On Wed, Sep 20, 2017 at 08:48:36AM -0700, Dave Hansen wrote:
> On 09/07/2017 10:36 AM, Tycho Andersen wrote:
> ...
> > Whenever a page destined for userspace is allocated, it is
> > unmapped from physmap (the kernel's page table). When such a page is
> > reclaimed from userspace, it is mapped back to physmap.
>
> I'm looking for the code where it's unmapped at allocation to userspace.
> I see TLB flushing and 'struct xpfo' manipulation, but I don't see the
> unmapping. Where is that occurring?

This is discussed here: https://lkml.org/lkml/2017/9/11/289 but,
you're right that it's wrong in some cases. I've fixed it up for v7:
https://lkml.org/lkml/2017/9/12/512

> How badly does this hurt performance?
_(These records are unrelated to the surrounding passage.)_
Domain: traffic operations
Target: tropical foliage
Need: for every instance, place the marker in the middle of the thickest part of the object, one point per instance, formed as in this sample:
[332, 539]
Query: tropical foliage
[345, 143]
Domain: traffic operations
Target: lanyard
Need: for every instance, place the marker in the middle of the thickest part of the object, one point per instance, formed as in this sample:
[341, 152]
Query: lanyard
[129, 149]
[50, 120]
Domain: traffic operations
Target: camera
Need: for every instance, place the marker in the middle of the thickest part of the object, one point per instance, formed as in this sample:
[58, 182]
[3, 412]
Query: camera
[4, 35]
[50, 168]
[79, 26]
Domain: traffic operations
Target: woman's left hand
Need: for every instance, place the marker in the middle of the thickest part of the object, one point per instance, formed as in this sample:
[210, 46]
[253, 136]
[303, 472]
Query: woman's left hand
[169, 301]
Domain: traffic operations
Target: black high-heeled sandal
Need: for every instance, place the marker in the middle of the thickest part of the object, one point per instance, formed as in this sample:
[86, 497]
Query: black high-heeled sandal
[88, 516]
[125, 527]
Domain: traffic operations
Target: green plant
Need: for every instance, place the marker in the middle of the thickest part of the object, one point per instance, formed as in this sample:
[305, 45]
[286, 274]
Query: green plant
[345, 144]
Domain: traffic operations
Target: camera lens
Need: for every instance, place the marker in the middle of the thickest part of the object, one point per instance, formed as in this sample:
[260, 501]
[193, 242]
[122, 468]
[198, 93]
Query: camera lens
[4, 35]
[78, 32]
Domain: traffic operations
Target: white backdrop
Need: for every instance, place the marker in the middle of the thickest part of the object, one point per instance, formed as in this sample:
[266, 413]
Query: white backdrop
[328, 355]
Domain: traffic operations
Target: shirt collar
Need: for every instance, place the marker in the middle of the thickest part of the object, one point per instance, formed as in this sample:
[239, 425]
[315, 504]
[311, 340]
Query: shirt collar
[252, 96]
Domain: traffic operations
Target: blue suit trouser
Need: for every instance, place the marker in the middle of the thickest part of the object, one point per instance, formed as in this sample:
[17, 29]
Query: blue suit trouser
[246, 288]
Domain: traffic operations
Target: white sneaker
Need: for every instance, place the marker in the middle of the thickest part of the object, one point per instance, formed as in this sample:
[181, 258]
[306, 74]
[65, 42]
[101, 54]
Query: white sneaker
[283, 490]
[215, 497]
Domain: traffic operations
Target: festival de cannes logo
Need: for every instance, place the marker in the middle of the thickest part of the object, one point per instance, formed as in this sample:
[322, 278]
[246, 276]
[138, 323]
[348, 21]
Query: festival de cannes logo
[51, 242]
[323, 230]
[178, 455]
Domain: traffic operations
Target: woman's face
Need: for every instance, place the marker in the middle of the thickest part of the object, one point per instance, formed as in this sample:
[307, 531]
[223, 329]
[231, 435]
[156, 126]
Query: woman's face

Since we (generally) have
> different migrate types for user and kernel allocation, I can imagine
> that a given page *generally* doesn't oscillate between user and
> kernel-allocated, but I'm curious how it works in practice. Doesn't the
> IPI load from the TLB flushes eat you alive?
>
> It's a bit scary to have such a deep code path under the main allocator.
>
> This all seems insanely expensive. It will *barely* work on an
> allocation-heavy workload on a desktop. I'm pretty sure the locking
> will just fall over entirely on any reasonably-sized server.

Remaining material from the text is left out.